L’art. 19-bis.1, D.P.R. n. 633/1972, prevede alcune casistiche per le quali deve essere esclusa o ridotta la detrazione dell’IVA. In particolare, alla lett. i), la norma precisa che non è ammessa in detrazione l'imposta relativa all'acquisto, alla locazione, alla manutenzione, al recupero o alla gestione di fabbricati a destinazione abitativa.
Sugli immobili a destinazione abitativa, la detrazione IVA compete, invece, per le spese sostenute dalle imprese di costruzione o da quelle che pongono in essere delle locazioni esenti da IVA e che determinano l’imposta con applicazione del pro rata.
Recentemente la Corte di Cassazione ha affrontato il tema della detraibilità IVA per una società agricola che aveva provveduto alla ristrutturazione di immobili, resi residenziali, destinati ad essere locati a terzi.
I Giudici, nell’Ordinanza n. 35256 pubblicata lo scorso 30 novembre 2022, hanno precisato che la limitazione imposta dalla norma alla detraibilità dell’IVA per le spese di ristrutturazione degli edifici ad uso abitativo trova la propria giustificazione ove l’utilizzatore finale benefici direttamente di tali lavori.
L’IVA, infatti, è un’imposta sui consumi che, per il meccanismo della rivalsa, dovrebbe colpire il solo consumatore finale.
Pertanto, ai fini dell’applicazione dell’indetraibilità sancita dall’art. 19-bis.1, D.P.R. n. 633/1972, bisogna tenere distinti gli immobili ad uso abitativo, secondo la corrispondente destinazione urbanistica e catastale, che implicano il godimento diretto del consumatore finale, da quelli utilizzati per l’esercizio dell’impresa avente ad oggetto l’attività agricola per i quali la funzione abitativa dell’immobile è direttamente strumentale all’attività economica assoggettata a IVA.
Nel caso di specie, gli immobili abitativi ristrutturati sarebbero stati successivamente destinati ad un’attività di ospitalità e ricettività della clientela.

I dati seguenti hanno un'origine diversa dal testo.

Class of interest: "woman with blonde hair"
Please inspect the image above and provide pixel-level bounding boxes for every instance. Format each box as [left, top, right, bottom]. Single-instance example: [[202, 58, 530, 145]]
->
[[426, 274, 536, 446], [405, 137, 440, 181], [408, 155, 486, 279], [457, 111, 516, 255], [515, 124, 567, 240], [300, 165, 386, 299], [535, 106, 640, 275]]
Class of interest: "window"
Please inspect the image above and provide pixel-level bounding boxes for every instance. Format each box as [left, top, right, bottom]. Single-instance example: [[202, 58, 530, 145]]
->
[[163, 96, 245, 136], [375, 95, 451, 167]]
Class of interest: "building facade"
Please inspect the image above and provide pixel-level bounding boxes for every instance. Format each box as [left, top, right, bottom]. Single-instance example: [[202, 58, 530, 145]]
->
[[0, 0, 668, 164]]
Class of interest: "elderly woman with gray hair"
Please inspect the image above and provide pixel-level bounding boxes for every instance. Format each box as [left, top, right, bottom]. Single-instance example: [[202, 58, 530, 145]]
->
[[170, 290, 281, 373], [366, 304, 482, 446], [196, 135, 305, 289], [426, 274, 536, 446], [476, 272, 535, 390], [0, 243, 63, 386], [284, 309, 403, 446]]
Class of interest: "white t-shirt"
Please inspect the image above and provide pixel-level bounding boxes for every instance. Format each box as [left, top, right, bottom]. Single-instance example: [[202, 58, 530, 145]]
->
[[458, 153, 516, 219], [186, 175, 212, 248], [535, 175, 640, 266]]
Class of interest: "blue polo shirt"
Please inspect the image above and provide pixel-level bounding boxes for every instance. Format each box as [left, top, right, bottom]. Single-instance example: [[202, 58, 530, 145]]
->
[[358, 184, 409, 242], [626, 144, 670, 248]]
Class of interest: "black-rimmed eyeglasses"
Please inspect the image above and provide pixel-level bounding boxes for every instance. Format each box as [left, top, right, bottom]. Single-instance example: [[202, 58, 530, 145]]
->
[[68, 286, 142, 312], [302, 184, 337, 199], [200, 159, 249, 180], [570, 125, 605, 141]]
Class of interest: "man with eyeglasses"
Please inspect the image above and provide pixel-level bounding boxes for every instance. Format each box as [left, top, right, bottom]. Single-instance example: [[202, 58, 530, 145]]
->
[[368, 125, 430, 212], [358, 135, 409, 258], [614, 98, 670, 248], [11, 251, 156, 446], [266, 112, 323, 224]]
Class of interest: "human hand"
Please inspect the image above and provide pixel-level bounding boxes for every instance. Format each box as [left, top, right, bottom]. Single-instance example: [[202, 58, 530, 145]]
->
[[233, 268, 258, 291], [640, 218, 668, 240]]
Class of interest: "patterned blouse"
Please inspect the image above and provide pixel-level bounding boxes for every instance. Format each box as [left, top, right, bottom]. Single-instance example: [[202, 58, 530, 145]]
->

Nell’Ordinanza si precisa che le suddette considerazioni sono in linea con le indicazioni fornite dalla Corte di Giustizia dell’Unione Europea, la quale ha chiarito che: “(…) il sistema comune dell’IVA è diretto a garantire la perfetta neutralità dell’imposizione fiscale di tutte le attività economiche, indipendentemente dallo scopo o dai risultati di dette attività, purché queste siano, in linea di principio, di per sé soggette all’IVA”.
Inoltre, i Giudici unionali hanno stabilito anche la rilevanza della variazione, nel tempo, del soggetto utilizzatore dei beni. Pertanto, l’uso esclusivamente per fini privati di un bene destinato all’azienda, seguito da un uso esclusivo per i fini della stessa, non può influire sul diritto alla detrazione dell’IVA assolta a monte.
Il diritto alla detrazione si determina nel momento in cui l’imprenditore acquista un bene che intende destinare all’esercizio dell’attività economica (principio di inerenza) e ciò anche a fronte di un investimento previsionale, non seguito, pertanto, dall’immediato avvio dell’attività economica. Invece, qualora il bene non sia utilizzato successivamente, l’impresa che ha detratto l’IVA dovrà procedere alla rettifica dell’imposta detratta a monte. Ai fini della rettifica, il periodo di osservazione per i beni immobili è di dieci anni e il momento di entrata in funzione coincide con la data di acquisto o di ultimazione del bene.
Pertanto, la Corte di Cassazione ha riconosciuto il diritto alla detrazione operato dall’impresa agricola che ha dapprima ristrutturato gli immobili abitativi per poi, in un secondo momento, destinarli ad attività turistico-ricettive.